According to legend, Erice, son of Venus and Neptune, founded a small town on top of a mountain (750 meters above sea level) more than three hundred thousand years ago. The great Thucydides (~500 B.C.) — the founder of modern history (that is, of the recording of events in a methodic and chronological sequence as they really happened without reference to mythical causes) — writing about events connected with the conquest of Troy (1183 B.C.), says: “After the fall of Troy some Trojans on their escape from the Achaei arrived in Sicily on boats and as they settled near the border with the Sicanians all together they were named Elymi: their towns were Segesta and Erice.”
This inspired Virgil to describe the arrival of the Trojan royal family in Erice, and the burial of Anchise by his son Enea on the coast below Erice. Homer (~1000 B.C.), Theocritus (~300 B.C.), Polybius (200 B.C.), Virgil (~50 B.C.), Horace (~20 B.C.), and others have celebrated this magnificent spot in Sicily in their poems. For seven centuries (XIII-XIX) the town of Erice was under the leadership of a local oligarchy, whose wisdom assured a long period of cultural development and economic prosperity which in turn gave rise to the many churches, monasteries and private palaces which you see today.

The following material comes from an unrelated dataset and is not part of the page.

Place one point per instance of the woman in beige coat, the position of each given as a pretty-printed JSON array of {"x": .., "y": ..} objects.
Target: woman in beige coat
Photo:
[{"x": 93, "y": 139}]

In Erice you can admire the Castle of Venus, the Cyclopean Walls (~800 B.C.) and the Gothic Cathedral (~1300 A.D.). Erice at present is a mixture of ancient and medieval architecture. Other masterpieces of ancient civilization are to be found in the neighborhood: at Motya (Phoenician), Segesta (Elymian), and Selinunte (Greek). On the Aegadian Islands, the theatre of the decisive naval battle of the first Punic War (264-241 B.C.), suggestive neolithic and Paleolithic vestiges are still visible: the grottoes of Favignana, the carvings and murals of Levanzo.
Splendid beaches are to be found at San Vito Lo Capo, Scopello, and Cormino, and a wild and rocky coast around Monte Cofano: all at less than one hour’s drive from Erice. A slightly longer drive takes you to Palermo, where you can admire the splendid architecture of the Norman and Swabian emperors.